Le lundi 1er juillet je suis en route pour le rucher, j’ai des soucis avec les frelons asiatiques, il fait une chaleur à crever, bref ! J’ai la tête dans mes abeilles. Je reçois un appel téléphonique d’une dame âgée. Elle tient à me parler car elle a lu « Personne ne parlera de nous… » que lui a refilé un producteur de cinéma de ses amis.  J’écoute les louanges, elle est tellement enthousiaste que j’en ai les larmes aux yeux. Elle me demande si le roman (elle avait lu la version pdf qu’elle avait imprimée) va être réédité, qu’elle est âgée certes mais qu’elle se nourrit de projet et que si le livre venait à reparaitre, elle tenterait un scénario. Bon je lui raconte ma mésaventure (désenchantement) et elle me demande le numéro de téléphone de la dame. Je lui donne et j’essaie d’oublier, les faux espoirs me laminent.
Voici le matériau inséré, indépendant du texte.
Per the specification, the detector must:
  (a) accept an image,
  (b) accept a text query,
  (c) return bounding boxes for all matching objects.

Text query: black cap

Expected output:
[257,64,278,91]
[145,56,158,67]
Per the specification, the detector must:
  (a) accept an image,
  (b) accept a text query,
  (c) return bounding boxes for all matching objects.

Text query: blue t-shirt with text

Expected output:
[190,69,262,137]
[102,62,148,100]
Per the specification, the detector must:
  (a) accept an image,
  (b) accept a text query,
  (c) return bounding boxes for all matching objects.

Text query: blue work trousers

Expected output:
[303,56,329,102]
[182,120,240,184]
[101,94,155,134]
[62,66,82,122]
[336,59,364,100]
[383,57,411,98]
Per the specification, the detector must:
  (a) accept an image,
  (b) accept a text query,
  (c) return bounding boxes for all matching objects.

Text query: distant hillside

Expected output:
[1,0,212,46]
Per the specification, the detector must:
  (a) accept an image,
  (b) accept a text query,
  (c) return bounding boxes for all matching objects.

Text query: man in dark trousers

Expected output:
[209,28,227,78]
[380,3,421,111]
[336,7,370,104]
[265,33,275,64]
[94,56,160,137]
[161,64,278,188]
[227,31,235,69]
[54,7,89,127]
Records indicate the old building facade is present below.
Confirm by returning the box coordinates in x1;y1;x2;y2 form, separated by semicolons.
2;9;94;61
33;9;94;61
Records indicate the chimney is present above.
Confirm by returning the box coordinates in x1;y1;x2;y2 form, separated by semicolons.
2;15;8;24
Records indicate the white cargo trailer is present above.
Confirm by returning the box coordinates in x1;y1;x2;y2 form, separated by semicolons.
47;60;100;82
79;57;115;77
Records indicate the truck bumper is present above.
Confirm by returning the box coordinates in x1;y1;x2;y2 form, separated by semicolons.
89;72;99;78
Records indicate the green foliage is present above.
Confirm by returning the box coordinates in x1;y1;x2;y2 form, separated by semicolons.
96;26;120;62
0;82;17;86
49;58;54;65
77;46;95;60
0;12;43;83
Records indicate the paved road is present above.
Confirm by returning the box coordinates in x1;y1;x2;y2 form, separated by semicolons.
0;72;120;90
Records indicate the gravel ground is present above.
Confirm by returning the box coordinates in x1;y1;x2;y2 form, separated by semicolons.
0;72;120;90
Véra, oui, Véra Belmont, me recontacte quelques jours après. Elle est contente et me demande si je le suis aussi, si « la dame » m’a bien appelée comme elle lui a promis. Je lui ai dit la vérité : non, je n’ai eu aucun contact. Je sens Véra agacée, du coup, elle me confie que la dame lui a proposé d’autres livres à mettre en lumière…

C’est quoi ? C’est karmique mon truc ? Je ne comprends pas ce que je paye, peut-être dans une vie antérieure j’ai gaffé ?  

Arf ! Tant pis, j’y ai cru… 2020 arrive…. et, pour moi, une nouvelle vie avant l’effondrement.